Je n’ai jamais d’attentes particulières. En fait, moins le spectacle comble mes attentes, plus je l’aime. Aussi, je ne vais jamais voir de la danse, je vais simplement voir. Je n’entretiens jamais de préjugés formels entre ce qu’est la danse, et ce qui ne l’est pas. Et je décèle plus facilement la danse dans un spectacle qui n’est pas spécialement défini comme “chorégraphique”, mais qui me déplace, qui m’émeut et m’engage, plutôt que dans quelque chose qui se revendique comme de la danse, mais qui ne fait que reproduire des gestes, des mouvements, qui ne bougent plus. Il doit y avoir des spectateurs qui sont encore attachés à la reconnaissance de formes historiques … Mais pour moi ce n’est pas très excitant si les mouvements ne véhiculent pas d’autres considérations, s’ils n’engagent pas de nouvelles relations.

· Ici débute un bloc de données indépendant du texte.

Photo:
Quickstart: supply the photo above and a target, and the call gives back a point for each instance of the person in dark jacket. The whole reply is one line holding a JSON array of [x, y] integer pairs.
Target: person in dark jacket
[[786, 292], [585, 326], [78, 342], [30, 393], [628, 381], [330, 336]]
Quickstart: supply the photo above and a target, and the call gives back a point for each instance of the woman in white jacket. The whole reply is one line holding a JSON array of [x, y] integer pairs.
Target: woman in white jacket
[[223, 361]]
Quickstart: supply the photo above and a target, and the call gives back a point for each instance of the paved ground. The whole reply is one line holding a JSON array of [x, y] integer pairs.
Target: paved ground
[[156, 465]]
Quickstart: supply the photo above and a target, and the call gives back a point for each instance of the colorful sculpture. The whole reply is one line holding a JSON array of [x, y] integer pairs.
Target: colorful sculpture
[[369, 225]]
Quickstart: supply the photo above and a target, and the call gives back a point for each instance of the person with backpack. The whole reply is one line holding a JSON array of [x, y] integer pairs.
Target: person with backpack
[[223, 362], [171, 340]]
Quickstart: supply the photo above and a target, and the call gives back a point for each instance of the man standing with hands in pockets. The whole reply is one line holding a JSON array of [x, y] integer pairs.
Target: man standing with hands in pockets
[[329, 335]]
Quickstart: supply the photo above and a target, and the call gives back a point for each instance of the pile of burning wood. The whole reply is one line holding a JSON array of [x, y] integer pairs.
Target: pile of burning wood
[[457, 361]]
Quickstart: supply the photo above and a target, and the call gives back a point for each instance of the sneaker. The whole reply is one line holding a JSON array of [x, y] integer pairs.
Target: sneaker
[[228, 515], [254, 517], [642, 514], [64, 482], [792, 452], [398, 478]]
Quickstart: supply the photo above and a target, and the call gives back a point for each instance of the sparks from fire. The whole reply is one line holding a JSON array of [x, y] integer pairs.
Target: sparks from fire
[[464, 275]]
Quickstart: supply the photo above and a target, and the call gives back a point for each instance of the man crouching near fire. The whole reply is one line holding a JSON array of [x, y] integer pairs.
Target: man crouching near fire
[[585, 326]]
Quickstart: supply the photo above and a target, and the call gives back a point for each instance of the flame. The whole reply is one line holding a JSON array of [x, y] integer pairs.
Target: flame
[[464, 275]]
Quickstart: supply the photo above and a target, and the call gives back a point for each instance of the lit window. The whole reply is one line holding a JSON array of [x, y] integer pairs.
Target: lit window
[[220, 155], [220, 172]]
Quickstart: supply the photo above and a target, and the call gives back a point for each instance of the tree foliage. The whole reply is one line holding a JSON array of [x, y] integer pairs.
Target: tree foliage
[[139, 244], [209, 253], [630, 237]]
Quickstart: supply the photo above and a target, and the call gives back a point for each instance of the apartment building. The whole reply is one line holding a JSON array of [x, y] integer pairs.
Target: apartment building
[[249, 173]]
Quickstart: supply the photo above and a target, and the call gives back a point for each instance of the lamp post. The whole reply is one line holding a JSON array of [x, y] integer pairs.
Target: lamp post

À vos yeux, quels sont les enjeux du spectacle vivant aujourd’hui ?

C’est exactement ça : pas seulement mettre les corps en mouvement, mais aussi les idées, les regards, les coeurs. Le véritable esprit de la danse repose dans le mouvement. Si la danse devient une simple série de formes qui se représentent elles-mêmes, mais ne déplacent rien, alors on atteint un stade de sclérose, d’arrêt sur image. Dans le contexte du spectacle vivant, nous sommes toujours (peut être plus pour très longtemps) relativement libres de produire différents formats et expériences chorégraphiques, car nos pratiques restent suffisamment marginales et ne visent qu’un petit nombre de spectateurs éclairés, qui savent souvent déjà ce que nous allons leur proposer. Même si nous jouons devant un public de 500 personnes, c’est toujours intime, comparé à une vidéo Youtube visionnée par des milliers de personnes. Cette intimité nous autorise plusieurs degrés d’engagement et d’investissement. Par exemple, il est toujours possible aujourd’hui de proposer à des spectateurs de regarder la même image pendant une heure, ou alors de ralentir le temps, et cela leur convient, cela nous convient tous. C’est très important que ce type d’expérience artistique collective existe. Elles permettent d’équilibrer, d’une certaine façon, cette habitude individuelle de consommation d’images, d’idées et de relations, sur le mode du zapping, qui me désarçonne parfois.

À vos yeux, quel rôle doit avoir un artiste dans la société aujourd’hui ?

L’artiste doit proposer de nouveaux langages et de nouveaux points de vue. Il doit inventer des structures poétiques qui ne sont pas des reproductions de ce qu’on peut déjà voir dans les champs médiatiques, de la politique ou du divertissement. Rester marginal, weird et indiscipliné. Ne pas reproduire les canons, ne pas simplement continuer à faire ce que les différentes institutions (politiques, sociales, historiques) attendent de nous. Toujours questionner le sens de ce que nous produisons, au sein de nos disciplines et nos médiums, mais aussi dans  la société dans son ensemble. Il s’agit d’accepter différents cadres de visibilité, pour les intégrer au travail lui-même. Il faut essayer de nouveaux modèles de travail collectif, le contexte de l’art étant l’un des rares où il est encore possible de le faire. Comprendre qu’influer depuis la marge est plus complexe que de soumettre depuis le centre, mais que c’est plus intéressant. Il faut partager intelligemment des processus et pas seulement des produits. Rester curieux, impressionné, extatique, amoureux, mais concentré. Accepter le fait que les choses puissent se dérouler sans aucun plan, ou sans aucune raison.